Les primates, dont les humains, sont des créatures hautement sociales. Connaître les intentions des autres individus a toujours été crucial pour notre survie. C’est pourquoi nous sommes passés maîtres dans l’art de simuler intérieurement l’esprit d’autrui, peut-être avec l’aide de tels neurones miroirs.

Certains neuroscientifiques, comme V.S. Ramachandran, suggèrent même que cette capacité à décoder les états d’esprit d’autres individus pourrait avoir évolué en premier, puis avoir été appliquée au soi, pour devenir ce que nous appelons la conscience de soi. Et selon Ramachandran, non seulement les neurones miroirs, mais toutes les parties du cerveau qui contribuent au langage, comme l’aire de Wernicke dans le lobe temporal, doivent inévitablement jouer un rôle dans ce processus.

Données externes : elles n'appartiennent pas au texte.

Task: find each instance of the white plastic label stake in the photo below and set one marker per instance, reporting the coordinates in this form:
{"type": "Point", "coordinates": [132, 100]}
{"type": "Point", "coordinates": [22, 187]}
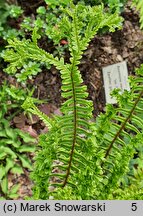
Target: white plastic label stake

Ce rôle important est attribué au langage dans plusieurs modèles de conscience supérieure, notamment celui proposé par Michael Gazzaniga, connu pour son travail avec des patients au « cerveau dédoublé ». Mais si le modèle de Gazzaniga identifie l’hémisphère du langage comme le lieu de cet « interprète » qui nous rend conscients de nous-mêmes, d’autres auteurs, comme Edelman, soutiennent que la conscience ne peut être attribuée à aucune structure spécifique du cerveau.